Through the slatted window, she saw her own vehicle drive away and proceed down the road that would eventually take Kessler through Almost. She felt disconcerted watching her only means of transportation in the world—except for Bratwurst—disappearing down the road.
Tom Adams pitched a split fit outside the horse trailer, swearing, kicking the side of the trailer and shaking his fist first in the direction of her departing Ranger, then in the direction of her ranch.
Pete chuckled. “This guy missed his calling. He should be on the stage.”
“You FBI types seem to have a variety of interesting talents,” she said. The second she said it she knew he’d misunderstood her. Hurt flashed in his eyes and changed them from gray to a searing blue.
That was the trouble with the first lie, she thought. It had a domino effect of creating misunderstandings, hurts and stings. “I didn’t mean anything hurtful by that crack,” she said steadily, meeting his gaze directly.
The rig lurched forward then, pitching her into his arms. “What did you mean?” Pete asked, catching her easily, holding her tightly against him. She tried pulling away, but he wouldn’t let her go. And it felt so good to be there.
“Mending fences, fixing screen doors...doing Shawna’s math homework for her. That’s what I meant.”
He actually blushed and she had to look away to keep from kissing him. But she couldn’t resist just resting her head against his broad shoulder for a brief moment. It simply felt too right to deny herself this one small boon.
All too soon they were back at the ranch. Adams pulled the trailer as close as he could to the house, so that the trailer itself would serve as a wall to whoever might be watching.
Pete held her a second longer, then let her go. He opened the side door cautiously and slipped through it. He held back a hand for Carolyn. For a split second, she only stared at the broad palm. The expanse
between the horse trailer and the back door of her house seemed endless and fraught with danger.
But the distance between her hand and his seemed immeasurable and the dangers too great to fathom.
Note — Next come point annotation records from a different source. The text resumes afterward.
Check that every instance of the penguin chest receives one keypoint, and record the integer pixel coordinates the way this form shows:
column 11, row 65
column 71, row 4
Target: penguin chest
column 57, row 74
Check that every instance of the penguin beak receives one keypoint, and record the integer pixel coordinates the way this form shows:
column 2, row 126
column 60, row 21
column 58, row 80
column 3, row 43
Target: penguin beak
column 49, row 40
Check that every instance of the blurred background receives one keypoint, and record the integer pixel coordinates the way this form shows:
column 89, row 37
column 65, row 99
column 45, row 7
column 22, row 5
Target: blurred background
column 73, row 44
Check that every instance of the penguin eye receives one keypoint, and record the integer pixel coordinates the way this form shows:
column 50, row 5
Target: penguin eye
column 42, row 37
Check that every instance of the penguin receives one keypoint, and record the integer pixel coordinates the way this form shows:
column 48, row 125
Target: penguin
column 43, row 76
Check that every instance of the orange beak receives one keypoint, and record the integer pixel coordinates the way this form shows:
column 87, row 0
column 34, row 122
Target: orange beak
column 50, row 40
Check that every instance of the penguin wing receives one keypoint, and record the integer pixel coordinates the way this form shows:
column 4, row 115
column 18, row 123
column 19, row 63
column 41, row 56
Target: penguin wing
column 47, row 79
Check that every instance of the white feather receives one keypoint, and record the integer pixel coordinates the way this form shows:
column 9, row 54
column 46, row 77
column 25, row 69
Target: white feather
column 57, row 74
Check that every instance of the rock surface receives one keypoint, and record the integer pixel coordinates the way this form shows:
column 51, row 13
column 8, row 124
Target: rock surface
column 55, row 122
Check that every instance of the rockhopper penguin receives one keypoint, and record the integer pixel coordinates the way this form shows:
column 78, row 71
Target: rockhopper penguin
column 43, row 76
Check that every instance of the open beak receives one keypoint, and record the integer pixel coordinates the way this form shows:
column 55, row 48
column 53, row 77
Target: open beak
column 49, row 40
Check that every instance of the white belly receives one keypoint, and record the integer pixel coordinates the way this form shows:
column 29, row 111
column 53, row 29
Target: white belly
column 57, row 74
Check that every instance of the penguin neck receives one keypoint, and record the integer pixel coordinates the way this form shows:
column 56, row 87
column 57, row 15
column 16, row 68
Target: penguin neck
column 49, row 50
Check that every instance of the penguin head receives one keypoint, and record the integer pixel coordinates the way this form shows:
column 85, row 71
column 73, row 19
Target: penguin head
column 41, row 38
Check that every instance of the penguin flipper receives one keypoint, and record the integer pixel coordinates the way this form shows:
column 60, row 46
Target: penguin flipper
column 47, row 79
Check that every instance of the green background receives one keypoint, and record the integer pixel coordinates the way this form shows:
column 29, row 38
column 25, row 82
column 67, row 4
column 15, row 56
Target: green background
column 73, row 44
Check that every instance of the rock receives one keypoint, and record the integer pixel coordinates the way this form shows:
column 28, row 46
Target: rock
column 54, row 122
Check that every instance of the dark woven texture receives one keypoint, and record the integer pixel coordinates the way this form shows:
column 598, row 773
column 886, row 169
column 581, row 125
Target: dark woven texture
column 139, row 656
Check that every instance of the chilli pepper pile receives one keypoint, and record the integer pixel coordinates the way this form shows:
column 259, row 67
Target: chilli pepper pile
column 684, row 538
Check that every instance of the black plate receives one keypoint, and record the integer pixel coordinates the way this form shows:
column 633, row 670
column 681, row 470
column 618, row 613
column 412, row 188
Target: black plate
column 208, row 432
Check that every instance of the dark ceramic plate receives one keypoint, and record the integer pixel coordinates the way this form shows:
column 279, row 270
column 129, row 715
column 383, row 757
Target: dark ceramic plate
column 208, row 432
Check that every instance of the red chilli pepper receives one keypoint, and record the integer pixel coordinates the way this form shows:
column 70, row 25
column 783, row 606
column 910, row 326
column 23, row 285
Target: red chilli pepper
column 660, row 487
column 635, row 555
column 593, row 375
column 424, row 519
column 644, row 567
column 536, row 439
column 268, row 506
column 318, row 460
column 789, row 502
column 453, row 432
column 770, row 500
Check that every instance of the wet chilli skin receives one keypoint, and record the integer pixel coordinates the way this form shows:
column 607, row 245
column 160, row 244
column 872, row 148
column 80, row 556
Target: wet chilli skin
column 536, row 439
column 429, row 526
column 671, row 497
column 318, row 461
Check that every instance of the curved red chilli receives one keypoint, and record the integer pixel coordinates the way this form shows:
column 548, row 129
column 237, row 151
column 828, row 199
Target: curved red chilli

Then she slipped her fingers against his warm skin and sighed as he enfolded her hand.
“Come,” he said.
She shivered and stepped down from the trailer into his waiting arms.
“I’m here with you,” he said softly.
Still holding her hand, he wrapped his other arm around her shoulders and pulled her against him as he led her to the house.
“Just stay beside me,” he said.
Didn’t he understand that was all she’d ever really wanted to do?
Chapter 14
Climbing out Jenny and Shawna’s window and onto her roof wasn’t as easy as Pete had made it sound earlier. The overhang was narrow at that point and probably rotted underneath. And the roof itself, some six feet beyond the overhang, pitched at a thirty-five-degree angle perpendicular to the window.
“The plan was that I come out on the roof, not you,” Pete said from his position on the overhang.
“I distinctly heard the word ‘we’ when you posed the plan,” she said tartly, and found she’d said it just to see that grin of his.
The cut on the side of his lip, healing swiftly, made his grin look permanently gamin, as if he were on the verge of cracking a joke. For all his silences, for his moods, even for his lies, she’d come to expect a measure of earthy humor in Pete. Smiling came more naturally to him than frowning. That, like so many other of his attributes, was a good thing, she thought suddenly.
“What are you thinking?” he asked, his grin fading a little, his eyes silver gray in the waning light.
“I don’t know,” she said, but she was lying now. She was thinking that his bruises, fading to that sickly yellow purple, stood out like badges of honor on his face. She’d seen Tom Adams taking in the evidence of Pete’s beating and had also witnessed the exchange of glances between Adams and Kessler. There seemed to be an unwritten code among the three men not to speak of the battering Pete had taken on her account.